O PRP adotou sua proposta de reconhecimento autorregulatório com base nos critérios definidos pelo juiz britânico Sir Brian Henry Leveson, então chefe do inquérito público que buscou novas definições para a autorregulação e publicou, no ano de 2012, um extenso relatório sobre o contexto histórico da mídia britânica com recomendações para o aprimoramento da autorregulação da imprensa. Em meio à explanação dos critérios para o recebimento do certificado do PRP, destacam-se os itens da efetividade, compromisso com o leitor, justiça e objetividade nos códigos de ética, independência e transparência (United Kingdom, 2012), itens que se classificam também como instrumentos de responsabilização midiática, ou quaisquer instrumentos “utilizados pelos profissionais e usuários da mídia para monitorar, comentar e criticar o jornalismo”, além de buscar “promover e expor o debate dos problemas” da profissão (Eberwein; Fengler; Lauk; Leppik-Bork, 2011, p. 20).

Caberá ao órgão regulador observar, na forma do mecanismo aprovado efetivamente pela consulta popular, o cumprimento dos requisitos éticos, profissionais e de media accountability na imprensa do Reino Unido. Primeiramente, as avaliações e relatórios poderão ser requisitados ao PRP sem custos adicionais, o que muda a partir de novembro de 2017, quando será feita nova consulta ao público sobre a possibilidade de cobrança pelo serviço de certificado autorregulatório, e qual deveria ser o valor nesse caso (Wolfe, 2016). De fato, a autenticação vinda do PRP interessará aos variados veículos da imprensa britânica por se tratar de algo como um “certificado de qualidade”, o que traria sem dúvidas benefícios na relação de confiança com os leitores.

 

Referências

BERTRAND, Claude-Jean.
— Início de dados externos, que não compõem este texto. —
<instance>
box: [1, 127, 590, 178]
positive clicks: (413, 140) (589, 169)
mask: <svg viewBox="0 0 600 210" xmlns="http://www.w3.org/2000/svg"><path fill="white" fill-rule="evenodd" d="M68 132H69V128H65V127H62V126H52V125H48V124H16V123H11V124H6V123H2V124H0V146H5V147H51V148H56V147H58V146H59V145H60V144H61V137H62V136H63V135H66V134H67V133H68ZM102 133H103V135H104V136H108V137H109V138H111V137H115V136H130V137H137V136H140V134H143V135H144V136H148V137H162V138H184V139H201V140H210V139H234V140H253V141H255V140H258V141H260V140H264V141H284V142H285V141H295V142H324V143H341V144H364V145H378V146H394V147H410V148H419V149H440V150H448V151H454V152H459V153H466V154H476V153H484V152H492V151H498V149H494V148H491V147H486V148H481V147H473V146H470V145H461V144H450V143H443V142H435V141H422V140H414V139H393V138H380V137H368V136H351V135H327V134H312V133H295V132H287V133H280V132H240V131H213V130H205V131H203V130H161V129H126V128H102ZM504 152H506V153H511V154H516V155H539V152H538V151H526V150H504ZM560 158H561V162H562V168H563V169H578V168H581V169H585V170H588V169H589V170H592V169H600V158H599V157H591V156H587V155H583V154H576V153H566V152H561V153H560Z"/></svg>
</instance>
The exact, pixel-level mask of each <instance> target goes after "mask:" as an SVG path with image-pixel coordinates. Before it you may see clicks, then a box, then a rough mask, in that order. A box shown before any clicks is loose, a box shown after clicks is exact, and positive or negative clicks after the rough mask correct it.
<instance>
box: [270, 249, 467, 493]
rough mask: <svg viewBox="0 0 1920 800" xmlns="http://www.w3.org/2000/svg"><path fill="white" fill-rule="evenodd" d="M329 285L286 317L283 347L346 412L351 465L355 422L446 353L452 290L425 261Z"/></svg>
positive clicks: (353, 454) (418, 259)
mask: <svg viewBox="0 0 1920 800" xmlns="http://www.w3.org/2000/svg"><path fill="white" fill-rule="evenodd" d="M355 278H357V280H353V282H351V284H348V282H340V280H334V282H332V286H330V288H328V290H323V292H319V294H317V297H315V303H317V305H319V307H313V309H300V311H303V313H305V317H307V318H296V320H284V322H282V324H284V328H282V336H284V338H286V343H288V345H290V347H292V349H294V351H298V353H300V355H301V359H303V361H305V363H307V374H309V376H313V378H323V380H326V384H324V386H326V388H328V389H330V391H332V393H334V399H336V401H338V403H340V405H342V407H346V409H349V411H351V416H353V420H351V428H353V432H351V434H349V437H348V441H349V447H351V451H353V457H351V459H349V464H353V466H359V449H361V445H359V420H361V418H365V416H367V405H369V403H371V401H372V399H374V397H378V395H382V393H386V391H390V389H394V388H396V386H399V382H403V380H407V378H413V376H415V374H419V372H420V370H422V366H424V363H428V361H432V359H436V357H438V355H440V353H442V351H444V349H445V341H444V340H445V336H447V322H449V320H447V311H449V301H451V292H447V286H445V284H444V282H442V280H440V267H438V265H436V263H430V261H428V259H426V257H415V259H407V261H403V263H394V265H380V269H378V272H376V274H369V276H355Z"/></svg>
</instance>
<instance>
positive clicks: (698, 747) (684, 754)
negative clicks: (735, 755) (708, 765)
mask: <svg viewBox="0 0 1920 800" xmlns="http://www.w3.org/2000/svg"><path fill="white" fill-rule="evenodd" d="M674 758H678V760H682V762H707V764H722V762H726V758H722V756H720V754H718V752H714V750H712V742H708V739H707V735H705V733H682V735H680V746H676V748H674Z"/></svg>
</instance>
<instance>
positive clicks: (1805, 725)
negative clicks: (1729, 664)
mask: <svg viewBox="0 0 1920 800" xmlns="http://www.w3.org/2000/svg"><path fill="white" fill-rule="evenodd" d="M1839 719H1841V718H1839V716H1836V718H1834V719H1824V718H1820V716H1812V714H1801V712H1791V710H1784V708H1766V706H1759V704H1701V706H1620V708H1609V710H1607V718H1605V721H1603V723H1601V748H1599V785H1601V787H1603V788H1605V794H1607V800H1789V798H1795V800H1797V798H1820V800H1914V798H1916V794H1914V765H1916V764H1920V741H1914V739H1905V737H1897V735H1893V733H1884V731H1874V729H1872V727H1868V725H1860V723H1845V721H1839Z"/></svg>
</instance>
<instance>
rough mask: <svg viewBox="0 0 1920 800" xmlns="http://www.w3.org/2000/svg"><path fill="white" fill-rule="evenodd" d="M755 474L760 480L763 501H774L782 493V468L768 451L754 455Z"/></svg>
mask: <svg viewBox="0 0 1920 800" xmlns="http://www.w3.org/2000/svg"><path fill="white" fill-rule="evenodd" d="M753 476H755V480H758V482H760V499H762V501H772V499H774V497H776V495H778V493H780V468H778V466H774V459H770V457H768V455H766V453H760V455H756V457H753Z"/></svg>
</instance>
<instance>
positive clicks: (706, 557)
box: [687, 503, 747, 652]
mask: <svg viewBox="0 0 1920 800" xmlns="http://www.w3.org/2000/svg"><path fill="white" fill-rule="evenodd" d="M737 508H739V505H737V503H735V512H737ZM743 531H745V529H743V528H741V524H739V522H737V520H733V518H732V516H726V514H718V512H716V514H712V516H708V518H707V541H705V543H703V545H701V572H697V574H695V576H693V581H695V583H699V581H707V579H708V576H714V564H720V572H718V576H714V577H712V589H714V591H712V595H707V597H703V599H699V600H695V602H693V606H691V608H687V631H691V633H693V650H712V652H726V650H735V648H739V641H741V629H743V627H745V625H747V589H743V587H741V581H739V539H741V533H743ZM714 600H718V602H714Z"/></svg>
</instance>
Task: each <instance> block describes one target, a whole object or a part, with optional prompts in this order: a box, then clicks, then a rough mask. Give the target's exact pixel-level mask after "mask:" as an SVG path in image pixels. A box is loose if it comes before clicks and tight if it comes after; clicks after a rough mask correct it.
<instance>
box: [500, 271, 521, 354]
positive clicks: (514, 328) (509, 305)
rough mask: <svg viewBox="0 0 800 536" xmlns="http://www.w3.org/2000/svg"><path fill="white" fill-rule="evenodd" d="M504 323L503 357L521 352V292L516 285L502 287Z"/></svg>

O arsenal da democracia: sistemas de responsabilização da mídia. Bauru, SP: Edusc, 2002.

WOLFE, David. Consultation on reviewing approved regulators. Press Recognition Panel. Webinar online video. Disponível em: https://event.webcasts.com/viewer/event.jsp?ei=1096962. Acesso em: 28 mar. 2016.

EBERWEIN, Tobias; FENGLER, Suzane; LAUK, Epp; LEPPIK-BORK, Tanja (eds.). Mapping Media Accountability – in Europe and Beyond. Köln: Halem, 2011.

JEWELL, John. ‘How Many Drinks in that ‘Last Chance Saloon’? The History of Official Inquiries Into the British Press’. In: MAIR, J. (ed.) After Leveson, The future for British Journalism. London: Abramis, 2013. 

UNITED KIGDOM. The Leveson Inquiry: an Inquiry into the culture, practices and ethics of the press. London: House of Commons, 2012.

TOMLINSON, Hugh. The New UK Model of Press Regulation. LSE Media Policy Brief 12, March, 2014.